Recently, a university engineering laboratory has embarked on a fascinating (and fun!) project for a classified corporate entity. After making daily freedom of information requests to the college for three weeks, they mercifully sent us a briefing on the project, which has 90% of the information redacted, but hey! At least we got the title! The unspecified object’s name is “MEGA Civilian-Killing LASER 9000-A.” A concerning title, perhaps, but most of the unredacted words include terms such as “peacekeeping,” “defense,” and “totally benign,” so evidently we have nothing to fear.
Curious and dedicated to journalistic integrity, we decided to ask the perspectives of the students and faculty working on the project. Here’s what we found:
“Oh, the laser?” one ethical, globally aware graduate student replied. “Sorry, we don’t really use the official name. We call it the Orbital Strike, haha. Like from Call of Duty?

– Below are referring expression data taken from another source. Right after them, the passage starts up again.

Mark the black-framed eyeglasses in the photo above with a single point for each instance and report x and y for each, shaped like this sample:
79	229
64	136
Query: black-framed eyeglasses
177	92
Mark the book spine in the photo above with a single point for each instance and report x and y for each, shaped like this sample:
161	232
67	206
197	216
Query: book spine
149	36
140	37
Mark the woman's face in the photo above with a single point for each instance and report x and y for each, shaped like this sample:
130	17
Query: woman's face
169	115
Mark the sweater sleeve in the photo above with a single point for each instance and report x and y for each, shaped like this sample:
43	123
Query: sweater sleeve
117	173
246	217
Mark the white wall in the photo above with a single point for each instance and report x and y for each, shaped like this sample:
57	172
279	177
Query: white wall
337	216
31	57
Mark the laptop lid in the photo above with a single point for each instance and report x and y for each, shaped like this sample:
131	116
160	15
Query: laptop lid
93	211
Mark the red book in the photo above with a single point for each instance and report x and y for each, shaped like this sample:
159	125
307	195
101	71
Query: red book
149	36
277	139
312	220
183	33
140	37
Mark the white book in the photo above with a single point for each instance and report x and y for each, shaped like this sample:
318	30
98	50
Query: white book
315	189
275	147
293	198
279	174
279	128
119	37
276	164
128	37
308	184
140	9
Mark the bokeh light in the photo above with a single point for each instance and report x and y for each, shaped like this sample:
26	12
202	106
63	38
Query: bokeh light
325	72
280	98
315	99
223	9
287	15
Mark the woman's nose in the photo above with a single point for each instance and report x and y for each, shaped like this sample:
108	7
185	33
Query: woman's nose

Anyways, we’re really dedicated to making the world a better place.”
“Getting grant money is always an issue, so we’re very thankful that [REDACTED COMPANY NAME] has been so generous in its donations to the Collins Aerospace Defending Our Country On-Campus Laboratory,” one faculty member told us.
“It’s been awesome. I had to fight tooth and nail for this, so I’m glad the professors and graduate researchers have been so welcoming. It’s a super fun workplace atmosphere. We played ‘Pin the Missile on the Enemy of Democracy’ for someone’s birthday last week,” an undergraduate intern working on AI research told us. “They’re only paying me five dollars an hour for the semester, but at least it’s in bills! They paid me in loose pocket change on the Lockheed Martin project.”

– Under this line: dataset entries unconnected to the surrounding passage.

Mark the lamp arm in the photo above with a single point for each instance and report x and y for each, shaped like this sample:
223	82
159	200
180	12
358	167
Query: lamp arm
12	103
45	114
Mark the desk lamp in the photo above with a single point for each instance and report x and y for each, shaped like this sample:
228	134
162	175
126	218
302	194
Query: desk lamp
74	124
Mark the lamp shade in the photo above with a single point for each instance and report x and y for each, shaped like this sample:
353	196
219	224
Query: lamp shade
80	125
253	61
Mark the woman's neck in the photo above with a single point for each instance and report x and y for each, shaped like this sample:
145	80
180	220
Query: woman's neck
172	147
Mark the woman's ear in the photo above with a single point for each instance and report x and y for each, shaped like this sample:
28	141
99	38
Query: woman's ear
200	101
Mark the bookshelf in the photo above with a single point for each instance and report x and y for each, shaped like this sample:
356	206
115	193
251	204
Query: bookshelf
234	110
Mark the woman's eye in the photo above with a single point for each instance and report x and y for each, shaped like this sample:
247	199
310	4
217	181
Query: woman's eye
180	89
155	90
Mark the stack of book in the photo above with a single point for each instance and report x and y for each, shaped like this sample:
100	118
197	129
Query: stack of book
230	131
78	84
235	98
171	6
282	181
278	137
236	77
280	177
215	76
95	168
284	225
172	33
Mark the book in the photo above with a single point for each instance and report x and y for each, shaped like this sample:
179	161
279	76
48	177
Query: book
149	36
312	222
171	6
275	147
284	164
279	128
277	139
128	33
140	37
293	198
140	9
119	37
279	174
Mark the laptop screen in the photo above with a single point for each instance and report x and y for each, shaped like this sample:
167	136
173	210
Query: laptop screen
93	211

Alongside its projects, the college has been taking a new, revolutionary approach to ethics, replacing the old DEI-laden Cultural Perspectives, Values, and Society general education requirement and condensing whatever loose ethics they get taught during the first year classes into a new course. Formed in partnership with real business representatives from American Ordnance, Collins Aerospace, and Lockheed Martin, “ENGR:1666: Introduction to Cognitive Dissonance” lays out the five core values for our engineers of the future:
Accountability: Avoid it.
Appreciation: Appreciate the opportunities 100 years of imperialism has created for you.

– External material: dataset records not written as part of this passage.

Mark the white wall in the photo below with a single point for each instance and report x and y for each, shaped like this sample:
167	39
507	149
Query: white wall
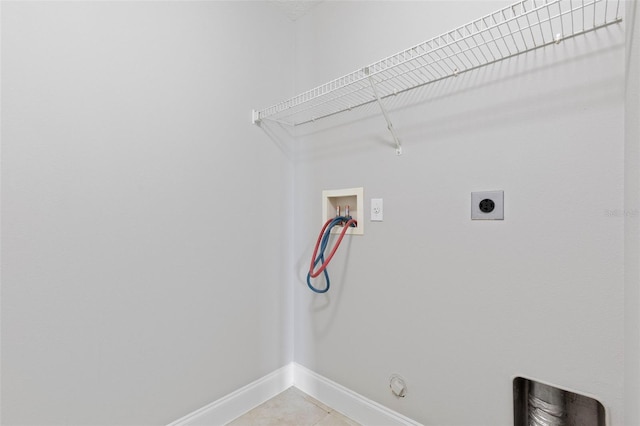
459	307
146	223
632	215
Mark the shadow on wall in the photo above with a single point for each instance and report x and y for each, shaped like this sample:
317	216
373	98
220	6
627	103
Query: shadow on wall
497	82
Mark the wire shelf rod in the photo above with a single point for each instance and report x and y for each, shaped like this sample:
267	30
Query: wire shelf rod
523	26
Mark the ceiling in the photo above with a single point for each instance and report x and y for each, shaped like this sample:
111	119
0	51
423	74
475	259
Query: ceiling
294	9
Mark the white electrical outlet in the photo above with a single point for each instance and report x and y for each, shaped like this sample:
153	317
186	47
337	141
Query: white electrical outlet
376	210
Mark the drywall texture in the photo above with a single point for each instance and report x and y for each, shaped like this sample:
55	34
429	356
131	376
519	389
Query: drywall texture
146	223
458	308
632	215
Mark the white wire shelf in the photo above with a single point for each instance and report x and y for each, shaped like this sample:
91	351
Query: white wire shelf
513	30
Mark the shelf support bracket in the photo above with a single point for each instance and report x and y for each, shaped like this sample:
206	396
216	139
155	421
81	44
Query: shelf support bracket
386	115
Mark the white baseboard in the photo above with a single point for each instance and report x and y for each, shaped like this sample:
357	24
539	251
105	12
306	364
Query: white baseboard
237	403
343	400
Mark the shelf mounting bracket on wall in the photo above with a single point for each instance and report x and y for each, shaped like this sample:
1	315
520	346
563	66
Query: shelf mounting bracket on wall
522	27
384	113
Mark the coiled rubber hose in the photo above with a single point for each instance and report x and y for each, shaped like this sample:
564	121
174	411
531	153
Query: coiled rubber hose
321	247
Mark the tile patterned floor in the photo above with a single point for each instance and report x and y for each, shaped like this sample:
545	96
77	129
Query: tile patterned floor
293	408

Community: Your community here is all that exists. Don’t think about anywhere else. Your employer and country are morally righteous.
Respect: Respect your superiors and always follow orders.
Timeliness: Turn in your three weekly lab reports on time or we’re paying you less and shredding your letter of recommendation.
The curriculum includes engaging lessons such as “Relativism: Moral and Physical,” “How to Ethically Increase Profits (by any means necessary, according to Milton Friedman)” and a guest lecture from Northrop Grumman on “Sustainable Drone Warfare.”
These efforts, College of Engineering dean Ann McKenna says, help achieve the college’s mission statement of creating “graduates [who] are ethical, globally-aware citizens whose work while at the University of Iowa and throughout their careers make the world safer and our use of resources more efficient” and “undoubtedly improving quality of life for our Iowa community as well as for people across the United States and around the world.” This also helps the college reach its budget of 52 million in research expenditures, 80% of which comes from unnamed “external sources.” Very accountable.